UK Wage Growth Slows, Sterling Weakens Amid Economic Stagnation

Summary

  • In the labour market, signs of a cooling inflationary pressure are noticeable, with earnings excluding bonuses increasing by 7.3% in the three months to October, compared to the previous year. This is a drop from a growth rate of 7.8% in the three months to September.
  • However, despite high annual growth in earnings, wage pressures may be easing, which could negatively impact the British economy. This is further exacerbated by the difficulties faced by many employers in filling vacancies post-Brexit and due to the workforce contraction during the pandemic.
  • The pay data is seen as reassuring by the Monetary Policy Committee and could eventually lead to the Bank of England shifting to a more neutral policy stance in 2024.
  • Nevertheless, the central bank remains cautious due to the unresolved inflationary pressures.
  • The unemployment rate remained steady at 4.2% with the employment rising by 50,000.

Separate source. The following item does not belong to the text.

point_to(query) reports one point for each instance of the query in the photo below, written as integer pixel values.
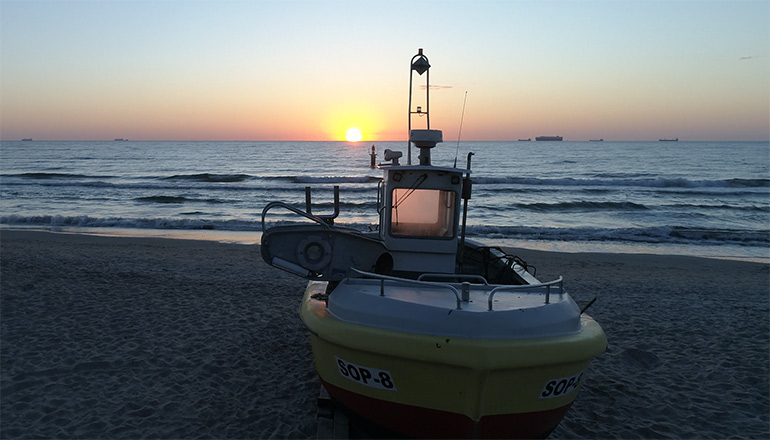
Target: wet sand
(104, 337)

Inflation Cooling in the Labour Market

The labour market indicates cooling inflation with earnings (excluding bonuses) 7.3% higher in the three months leading to October than a year earlier. This shows a decrease from a growth rate of 7.8% in the three months to September. As Darren Morgan, the director of economic statistics at the ONS, suggested, wage pressures could be easing overall.

Challenges for The British Economy and Employers

The British economy is facing stagnation with risks of a shallow recession in the coming months. Further, many employers grapple with filling vacancies after the pandemic-led workforce contraction and post-Brexit restrictions on European Union workers.

Monetary Policy Reactions

With the pay data moving in the right direction, the Monetary Policy Committee remains hopeful. However, the wage growth might still be too strong to bring inflation down to its 2% target amidst economic stagnation. Meanwhile, regular private sector earnings growth dropped to 7.3% from 7.9% in the July-September period.

Pressure on Central Banks

Central banks across the globe are curbing inflation pressures in their tight job markets. While inflation in Britain is down from 11.1% last year, its recent reading of 4.6% is still more than double the BoE’s 2% target.

Unemployment Rate and Employment Rise

According to recent data, Britain’s unemployment rate remains at 4.2% with an employment rise of 50,000 in the three months to September.

Lastly, it’s worth noting that any shift in these inflation and employment trends can significantly affect forex trading, particularly in terms of the GBP and its related pairs, given that forex markets are highly responsive to changes in inflation and employment data.